I think that a DLM reset, of either variety, fundamentally changes the set of DLM configuration properties to something that either a) turns G.INP off and turns interleaving off; or b) turns G.INP off, and turns interleaving on downstream. I haven't figured out why there might be two different starting points, or why they might be chosen.
When DLM "turns on G.INP", it makes another fundamental change to the configuration properties, that allows retransmission to activate (forced or optional? Interesting debate), but the DSLAM continues to follow a policy of minimisation/maximisation that gives it freedom to alter some of the detailed outcome. This freedom means that some chipset/modem implementations can end up with a different detailed outcome, even if DLM starts out asking for the same thing.
What gives DLM the ability to choose to "turn on G.INP" for a line?
I thought OR had said they run a process to enable G.INP on a regular basis and will continue to do so.
I think this is a process running "above" DLM - a new supervisor process whose job is to determine what options DLM is allowed to choose for an individual line. As far as G.INP/retransmission is concerned, it looks like the default setting here is: "don't consider" - that DLM (in it's nightly decision process) isn't allowed to even consider retransmission as one of the "solutions" to a line in ILQ-RED/CRIMSON/SCARLET.

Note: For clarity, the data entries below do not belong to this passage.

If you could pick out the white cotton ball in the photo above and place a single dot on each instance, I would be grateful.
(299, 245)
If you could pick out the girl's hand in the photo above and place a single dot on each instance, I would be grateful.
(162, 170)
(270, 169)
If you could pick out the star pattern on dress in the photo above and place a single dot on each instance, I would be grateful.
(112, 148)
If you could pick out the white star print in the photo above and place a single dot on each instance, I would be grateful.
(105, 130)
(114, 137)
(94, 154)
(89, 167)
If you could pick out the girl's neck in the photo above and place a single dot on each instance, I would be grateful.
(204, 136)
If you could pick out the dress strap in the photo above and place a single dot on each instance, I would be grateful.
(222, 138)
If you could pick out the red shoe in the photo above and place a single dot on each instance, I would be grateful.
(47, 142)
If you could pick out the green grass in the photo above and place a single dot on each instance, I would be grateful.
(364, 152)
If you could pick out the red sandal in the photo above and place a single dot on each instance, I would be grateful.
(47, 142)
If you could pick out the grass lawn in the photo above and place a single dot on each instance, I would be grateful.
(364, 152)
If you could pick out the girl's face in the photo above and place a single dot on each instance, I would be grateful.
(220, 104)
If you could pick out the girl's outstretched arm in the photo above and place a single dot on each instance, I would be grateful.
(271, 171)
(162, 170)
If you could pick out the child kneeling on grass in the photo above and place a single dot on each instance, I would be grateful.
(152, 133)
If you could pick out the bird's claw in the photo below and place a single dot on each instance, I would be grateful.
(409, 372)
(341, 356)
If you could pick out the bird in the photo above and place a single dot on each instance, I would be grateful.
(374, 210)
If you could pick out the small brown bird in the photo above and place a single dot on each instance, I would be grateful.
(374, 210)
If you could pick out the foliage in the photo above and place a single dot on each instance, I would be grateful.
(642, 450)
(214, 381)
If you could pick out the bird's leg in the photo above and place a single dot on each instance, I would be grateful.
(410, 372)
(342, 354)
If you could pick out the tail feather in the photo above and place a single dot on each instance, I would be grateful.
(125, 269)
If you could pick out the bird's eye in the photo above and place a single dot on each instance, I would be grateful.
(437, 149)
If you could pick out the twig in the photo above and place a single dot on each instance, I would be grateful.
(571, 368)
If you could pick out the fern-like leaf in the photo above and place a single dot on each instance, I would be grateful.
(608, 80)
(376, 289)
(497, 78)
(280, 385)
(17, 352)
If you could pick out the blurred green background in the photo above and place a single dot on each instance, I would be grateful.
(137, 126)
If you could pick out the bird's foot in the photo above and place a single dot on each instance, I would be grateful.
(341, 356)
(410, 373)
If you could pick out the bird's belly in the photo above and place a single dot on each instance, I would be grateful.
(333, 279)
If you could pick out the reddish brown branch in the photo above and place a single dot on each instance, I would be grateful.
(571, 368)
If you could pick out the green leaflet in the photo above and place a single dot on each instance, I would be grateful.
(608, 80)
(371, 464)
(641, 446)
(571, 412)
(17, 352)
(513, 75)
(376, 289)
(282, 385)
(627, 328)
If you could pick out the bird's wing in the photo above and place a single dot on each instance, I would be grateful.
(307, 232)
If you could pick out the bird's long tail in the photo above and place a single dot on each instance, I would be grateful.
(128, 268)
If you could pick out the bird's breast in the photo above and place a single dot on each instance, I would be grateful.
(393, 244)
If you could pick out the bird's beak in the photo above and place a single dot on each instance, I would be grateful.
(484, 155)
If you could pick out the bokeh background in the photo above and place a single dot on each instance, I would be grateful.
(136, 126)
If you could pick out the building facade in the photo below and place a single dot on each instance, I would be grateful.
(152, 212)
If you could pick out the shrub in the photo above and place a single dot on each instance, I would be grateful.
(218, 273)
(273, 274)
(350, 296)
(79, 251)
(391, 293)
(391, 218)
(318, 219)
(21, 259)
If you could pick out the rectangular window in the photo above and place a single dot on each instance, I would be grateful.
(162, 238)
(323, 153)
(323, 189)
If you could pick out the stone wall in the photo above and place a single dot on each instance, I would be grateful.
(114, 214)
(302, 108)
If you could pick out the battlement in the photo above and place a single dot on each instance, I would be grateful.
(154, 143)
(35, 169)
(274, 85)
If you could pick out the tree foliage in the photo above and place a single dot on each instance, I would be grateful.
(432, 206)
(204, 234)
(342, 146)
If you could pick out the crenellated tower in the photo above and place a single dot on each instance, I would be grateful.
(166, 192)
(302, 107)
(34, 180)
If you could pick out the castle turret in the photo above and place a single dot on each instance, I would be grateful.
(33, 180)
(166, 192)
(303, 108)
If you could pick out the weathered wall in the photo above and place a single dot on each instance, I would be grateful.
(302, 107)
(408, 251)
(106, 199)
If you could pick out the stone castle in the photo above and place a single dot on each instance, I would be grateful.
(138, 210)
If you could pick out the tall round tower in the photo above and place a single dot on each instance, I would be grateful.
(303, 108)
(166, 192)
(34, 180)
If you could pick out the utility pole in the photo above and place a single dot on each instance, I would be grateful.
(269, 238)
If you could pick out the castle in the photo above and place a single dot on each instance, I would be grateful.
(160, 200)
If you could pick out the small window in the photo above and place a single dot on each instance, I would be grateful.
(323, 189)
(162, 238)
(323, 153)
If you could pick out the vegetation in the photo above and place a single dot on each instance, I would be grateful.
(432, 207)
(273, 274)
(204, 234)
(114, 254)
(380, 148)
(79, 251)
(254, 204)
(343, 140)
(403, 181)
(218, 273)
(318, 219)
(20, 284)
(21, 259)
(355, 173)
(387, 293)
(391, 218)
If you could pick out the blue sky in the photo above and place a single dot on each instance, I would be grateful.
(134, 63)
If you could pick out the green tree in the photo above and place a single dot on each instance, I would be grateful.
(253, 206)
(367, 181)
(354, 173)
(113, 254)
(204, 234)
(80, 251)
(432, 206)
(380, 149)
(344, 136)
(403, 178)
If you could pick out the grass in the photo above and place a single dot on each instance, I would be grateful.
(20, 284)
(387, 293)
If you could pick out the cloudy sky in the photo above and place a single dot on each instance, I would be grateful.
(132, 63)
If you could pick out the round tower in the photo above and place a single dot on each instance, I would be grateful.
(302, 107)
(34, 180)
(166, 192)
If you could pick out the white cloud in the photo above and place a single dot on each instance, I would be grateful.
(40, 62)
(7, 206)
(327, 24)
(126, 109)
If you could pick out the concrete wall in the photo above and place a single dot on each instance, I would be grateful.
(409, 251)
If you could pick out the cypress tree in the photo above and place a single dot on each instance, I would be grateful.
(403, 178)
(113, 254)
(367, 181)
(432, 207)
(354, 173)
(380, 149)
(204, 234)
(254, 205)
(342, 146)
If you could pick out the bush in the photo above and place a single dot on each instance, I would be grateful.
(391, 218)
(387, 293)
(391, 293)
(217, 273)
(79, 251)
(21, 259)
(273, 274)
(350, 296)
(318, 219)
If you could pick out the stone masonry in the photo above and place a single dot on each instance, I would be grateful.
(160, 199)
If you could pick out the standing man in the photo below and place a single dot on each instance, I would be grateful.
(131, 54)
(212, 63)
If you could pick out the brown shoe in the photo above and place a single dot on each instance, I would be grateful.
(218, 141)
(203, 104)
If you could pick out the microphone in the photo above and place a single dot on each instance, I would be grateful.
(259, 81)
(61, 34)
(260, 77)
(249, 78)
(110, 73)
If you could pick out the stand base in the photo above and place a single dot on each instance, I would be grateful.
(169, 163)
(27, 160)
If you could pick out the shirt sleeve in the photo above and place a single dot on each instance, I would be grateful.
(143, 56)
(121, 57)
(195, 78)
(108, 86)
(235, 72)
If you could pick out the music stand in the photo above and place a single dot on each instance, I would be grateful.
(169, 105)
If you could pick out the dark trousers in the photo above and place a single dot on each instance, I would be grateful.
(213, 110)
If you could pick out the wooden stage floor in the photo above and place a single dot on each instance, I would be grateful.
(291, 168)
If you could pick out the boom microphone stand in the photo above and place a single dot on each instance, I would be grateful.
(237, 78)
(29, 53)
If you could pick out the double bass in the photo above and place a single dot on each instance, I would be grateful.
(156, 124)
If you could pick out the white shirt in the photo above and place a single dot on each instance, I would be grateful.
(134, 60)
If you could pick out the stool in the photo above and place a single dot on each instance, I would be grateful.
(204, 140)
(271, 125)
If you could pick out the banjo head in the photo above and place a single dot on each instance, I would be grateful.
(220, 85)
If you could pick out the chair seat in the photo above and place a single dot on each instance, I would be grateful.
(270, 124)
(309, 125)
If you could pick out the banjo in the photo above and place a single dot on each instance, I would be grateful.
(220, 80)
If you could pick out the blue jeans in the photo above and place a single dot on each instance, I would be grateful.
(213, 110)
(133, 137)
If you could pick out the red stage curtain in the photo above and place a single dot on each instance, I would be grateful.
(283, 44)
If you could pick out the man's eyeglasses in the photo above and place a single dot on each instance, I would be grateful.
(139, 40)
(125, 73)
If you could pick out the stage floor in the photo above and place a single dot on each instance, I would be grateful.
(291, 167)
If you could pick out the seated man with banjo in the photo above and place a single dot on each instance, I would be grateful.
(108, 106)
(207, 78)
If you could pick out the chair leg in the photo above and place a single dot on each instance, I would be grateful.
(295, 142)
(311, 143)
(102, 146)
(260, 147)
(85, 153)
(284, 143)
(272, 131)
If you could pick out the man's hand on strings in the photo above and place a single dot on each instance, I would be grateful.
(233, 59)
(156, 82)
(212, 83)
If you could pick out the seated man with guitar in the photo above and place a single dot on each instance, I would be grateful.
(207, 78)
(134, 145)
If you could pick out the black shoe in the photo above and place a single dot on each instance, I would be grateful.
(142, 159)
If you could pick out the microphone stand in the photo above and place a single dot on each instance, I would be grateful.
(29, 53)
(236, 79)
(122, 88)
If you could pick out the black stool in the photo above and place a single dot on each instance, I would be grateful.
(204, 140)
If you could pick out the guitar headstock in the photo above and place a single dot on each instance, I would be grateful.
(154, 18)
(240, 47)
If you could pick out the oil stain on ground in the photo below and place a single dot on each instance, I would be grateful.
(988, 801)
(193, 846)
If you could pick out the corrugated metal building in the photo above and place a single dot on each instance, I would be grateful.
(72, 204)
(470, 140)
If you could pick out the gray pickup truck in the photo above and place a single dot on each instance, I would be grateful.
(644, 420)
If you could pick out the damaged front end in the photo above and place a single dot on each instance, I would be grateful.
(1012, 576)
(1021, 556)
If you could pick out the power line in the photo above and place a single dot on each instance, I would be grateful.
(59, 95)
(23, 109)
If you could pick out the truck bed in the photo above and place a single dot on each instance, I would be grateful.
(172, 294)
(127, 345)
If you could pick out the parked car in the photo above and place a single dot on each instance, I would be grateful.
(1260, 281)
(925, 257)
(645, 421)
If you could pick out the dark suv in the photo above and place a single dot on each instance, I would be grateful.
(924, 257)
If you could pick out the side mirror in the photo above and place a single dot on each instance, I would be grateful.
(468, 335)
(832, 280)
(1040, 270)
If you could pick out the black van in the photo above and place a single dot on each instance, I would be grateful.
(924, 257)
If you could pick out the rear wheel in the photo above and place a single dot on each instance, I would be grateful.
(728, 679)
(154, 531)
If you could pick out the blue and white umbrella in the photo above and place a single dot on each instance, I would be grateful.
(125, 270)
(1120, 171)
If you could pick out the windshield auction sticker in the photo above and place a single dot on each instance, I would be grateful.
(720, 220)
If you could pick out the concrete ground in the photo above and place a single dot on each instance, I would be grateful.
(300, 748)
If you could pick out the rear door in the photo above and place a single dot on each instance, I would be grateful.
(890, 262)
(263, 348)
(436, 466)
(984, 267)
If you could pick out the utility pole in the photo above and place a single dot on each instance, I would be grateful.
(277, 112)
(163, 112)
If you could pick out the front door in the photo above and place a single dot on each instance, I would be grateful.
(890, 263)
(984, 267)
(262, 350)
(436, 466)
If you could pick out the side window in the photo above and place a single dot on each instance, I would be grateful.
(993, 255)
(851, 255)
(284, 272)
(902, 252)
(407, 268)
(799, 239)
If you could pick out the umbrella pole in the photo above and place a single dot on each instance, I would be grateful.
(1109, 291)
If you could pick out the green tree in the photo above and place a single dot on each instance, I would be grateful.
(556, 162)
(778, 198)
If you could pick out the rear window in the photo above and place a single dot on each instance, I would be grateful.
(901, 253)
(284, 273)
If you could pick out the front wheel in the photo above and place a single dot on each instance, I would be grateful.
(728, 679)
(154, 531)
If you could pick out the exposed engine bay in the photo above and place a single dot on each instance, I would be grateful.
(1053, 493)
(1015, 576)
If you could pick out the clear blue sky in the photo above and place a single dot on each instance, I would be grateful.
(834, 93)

The supervisor level might then take the responsibility of deciding whether the chipset/modem is one that requires a restriction of the retransmission options.
If there are two levels, then I wonder whether the two different kinds of DLM reset that we see depend on whether the reset is done at the lower (nightly) level, or the upper (supervisor) level.
I could see a reset at the lower level being one that removes retransmission as a "solution", and replaces it with interleaving. I could see a reset at the higher level being one that takes away all "solutions", so DLM (at the lower level) only has the option of an "open profile" left available.
Now, some of the behaviour we've seen over the last year - especially new lines being put to the back of the (long) queue before retransmission is even considered - suggests there is very much a second process involved. Whereas the original DLM worked every night, on every line, in parallel (and still looks to), the new aspects seem to work slowly, over some lines, in a nationwide pool. Something is definitely running to a bigger overview.
If there is a second "something" running, then it makes sense that it makes decisions very independently of the other, nightly, process.